Contacter le refuge de Morée.

----------


## GADYNETTE

le refuge de Morée, n'est-ce pas celui que l'on voit à la télé, le samedi soir sur la 8 ???? très bonne émission

----------


## aurore27

> le refuge de Morée, n'est-ce pas celui que l'on voit à la télé, le samedi soir sur la 8 ???? très bonne émission


Le samedi soir et dimanche matin.

----------


## Edensong

C est un peu loin mais au cas ou
http://www.rescue-forum.com/adoption...q-41-a-186958/

----------


## borneo

Les coqs sont très faciles à trouver, car dans une couvée, il y a moitié de coqs, ce qui fait que ceux en trop finissent à la casserole.

Cherchez sur LBC, vous aurez le choix près de chez vous.

Attention à prendre un petit coq léger, car vous n'avez que 6 poules. Un gros coq leur massacrera le dos.

----------


## aurore27

> Les coqs sont très faciles à trouver, car dans une couvée, il y a moitié de coqs, ce qui fait que ceux en trop finissent à la casserole.
> 
> Cherchez sur LBC, vous aurez le choix près de chez vous.
> 
> Attention à prendre un petit coq léger, car vous n'avez que 6 poules. Un gros coq leur massacrera le dos.


LBC c'est un site d'arnaques en tout genre, mieux vaut privilégier une adoption : cela aidera un refuge et offrira une nouvelle vie à un pensionnaire.

----------


## Aniky

Pas forcément pour les arnaques. Et pour adopter encore faut il trouver un animal près de chez sois ou une assos qui accepte les covoits, c'est pas si évident malheureusement.

----------


## borneo

> LBC c'est un site d'arnaques en tout genre, mieux vaut privilégier une adoption : cela aidera un refuge et offrira une nouvelle vie à un pensionnaire.
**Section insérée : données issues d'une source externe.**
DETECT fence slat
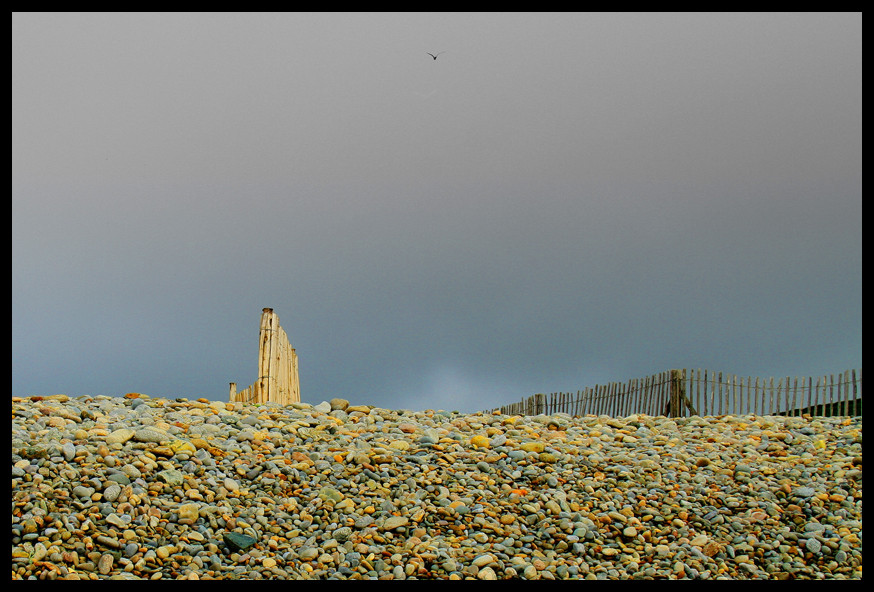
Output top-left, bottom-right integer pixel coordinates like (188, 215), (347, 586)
(828, 374), (835, 417)
(755, 377), (762, 416)
(727, 373), (733, 415)
(852, 369), (860, 415)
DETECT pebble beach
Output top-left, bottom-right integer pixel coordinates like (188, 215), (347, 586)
(12, 394), (862, 580)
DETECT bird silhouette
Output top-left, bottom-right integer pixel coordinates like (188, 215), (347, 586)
(427, 52), (446, 60)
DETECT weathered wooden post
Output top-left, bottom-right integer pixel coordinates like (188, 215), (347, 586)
(666, 369), (689, 417)
(230, 308), (300, 404)
(255, 308), (275, 404)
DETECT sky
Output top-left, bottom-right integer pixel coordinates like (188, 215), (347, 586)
(12, 13), (861, 414)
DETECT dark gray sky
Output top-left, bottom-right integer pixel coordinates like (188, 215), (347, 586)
(12, 13), (861, 413)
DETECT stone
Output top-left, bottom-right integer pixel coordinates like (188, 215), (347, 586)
(189, 438), (211, 450)
(22, 445), (49, 459)
(152, 445), (174, 457)
(382, 516), (409, 531)
(156, 545), (176, 559)
(169, 439), (197, 454)
(73, 486), (95, 499)
(98, 553), (114, 575)
(21, 519), (38, 535)
(472, 553), (496, 567)
(177, 503), (200, 525)
(32, 542), (48, 562)
(103, 483), (122, 502)
(346, 405), (372, 413)
(470, 435), (490, 448)
(133, 427), (170, 443)
(298, 547), (319, 561)
(329, 398), (349, 411)
(61, 442), (77, 461)
(107, 473), (131, 486)
(106, 514), (127, 528)
(520, 441), (545, 453)
(106, 428), (136, 445)
(223, 532), (257, 552)
(157, 469), (184, 487)
(805, 538), (822, 554)
(318, 486), (344, 503)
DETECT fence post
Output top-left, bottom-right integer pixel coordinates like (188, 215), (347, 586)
(667, 369), (689, 417)
(255, 308), (275, 404)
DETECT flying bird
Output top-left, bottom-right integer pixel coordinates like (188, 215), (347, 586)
(427, 52), (446, 60)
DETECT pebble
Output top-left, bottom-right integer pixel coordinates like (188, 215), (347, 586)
(11, 395), (863, 580)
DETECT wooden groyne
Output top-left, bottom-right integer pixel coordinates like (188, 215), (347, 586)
(229, 308), (299, 405)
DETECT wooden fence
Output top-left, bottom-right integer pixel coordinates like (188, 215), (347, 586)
(229, 308), (300, 405)
(492, 368), (861, 418)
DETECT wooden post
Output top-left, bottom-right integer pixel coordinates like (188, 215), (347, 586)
(642, 376), (658, 415)
(230, 308), (300, 405)
(756, 377), (763, 416)
(255, 308), (273, 404)
(851, 369), (860, 415)
(664, 369), (695, 417)
(663, 371), (673, 416)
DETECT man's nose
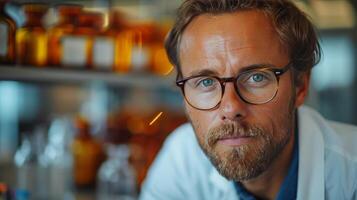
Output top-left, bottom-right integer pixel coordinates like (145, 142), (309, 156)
(219, 83), (248, 121)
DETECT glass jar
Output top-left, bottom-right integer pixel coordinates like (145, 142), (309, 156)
(114, 22), (156, 74)
(0, 2), (16, 64)
(47, 4), (83, 66)
(16, 3), (49, 67)
(98, 10), (128, 73)
(60, 11), (104, 69)
(91, 10), (124, 71)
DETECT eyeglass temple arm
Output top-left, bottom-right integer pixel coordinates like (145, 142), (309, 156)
(274, 62), (293, 76)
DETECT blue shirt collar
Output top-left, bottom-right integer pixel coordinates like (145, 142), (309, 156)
(234, 120), (299, 200)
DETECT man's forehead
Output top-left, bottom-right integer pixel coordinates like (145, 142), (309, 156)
(179, 10), (284, 62)
(177, 9), (292, 78)
(179, 10), (278, 50)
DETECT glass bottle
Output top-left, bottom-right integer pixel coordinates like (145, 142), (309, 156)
(60, 11), (103, 69)
(47, 4), (83, 66)
(97, 144), (137, 200)
(16, 3), (48, 67)
(114, 22), (155, 74)
(91, 10), (122, 71)
(101, 10), (129, 73)
(71, 116), (104, 188)
(0, 1), (16, 64)
(150, 24), (173, 75)
(40, 117), (74, 199)
(14, 127), (48, 199)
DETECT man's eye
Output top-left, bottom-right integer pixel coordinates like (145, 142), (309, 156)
(240, 71), (272, 87)
(251, 74), (265, 82)
(200, 78), (215, 87)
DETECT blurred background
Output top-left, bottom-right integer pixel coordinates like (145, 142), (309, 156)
(0, 0), (356, 199)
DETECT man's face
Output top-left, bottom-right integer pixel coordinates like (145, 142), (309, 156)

Je ne vois pas la différence entre un coq dans un refuge (assez rare, je pense) et un coq de particulier promis à la casserole.

----------


## phacélie

https://www.secondechance.org/animal...-ulysse-878046

----------


## borneo

Je me répète, mais pour six poules, prends un coq léger. Il y a quelques années, j'ai dû coudre des tabliers pour protéger le dos des poules d'une amie, car son coq était trop lourd. Elles avaient le dos en sang. Depuis, elle a un coq nain, et ses poules n'ont plus de problème.

----------


## Edensong

Je partage l avis de Borneo quand a l adoption sur leboncoin ou d autres sites de ce type Quelle différence entre adopter sur une petite annonce ou plus tard dans une assoc.?On prend en charge l animal en amont et on évite pour le cas d un coq qu il ne finisse a la casserole.Je ne nie pas l intéret des assoc.bien sur qui font un travail remarquable mais pour des poules coqs poissons...on a plus de chance sur les annonces de sa région

Pour ce qui est des arnaques sur leboncoin il y a de tout des gens bien comme des arnaqueurs c est comme dans la vie mais quand on doit se séparer d un animal et qu on cherche a le donner c est souvent le premier réflexe surtout quand toutes les assoc.sont surbookées et ne donnent pas suite

Et puis rien n empéche si on avait prévu un budget adoption et qu on a eut le coq(ou un autre animal) gratuitement de faire un don a une assoc.

----------


## Noiram

Ouhlala je n'ai pas reçu de notif et je ne vois vos messages que maintenant, merci à tous !  :Smile: 

Le 41 fait un peu loin pour nous malheureusement... 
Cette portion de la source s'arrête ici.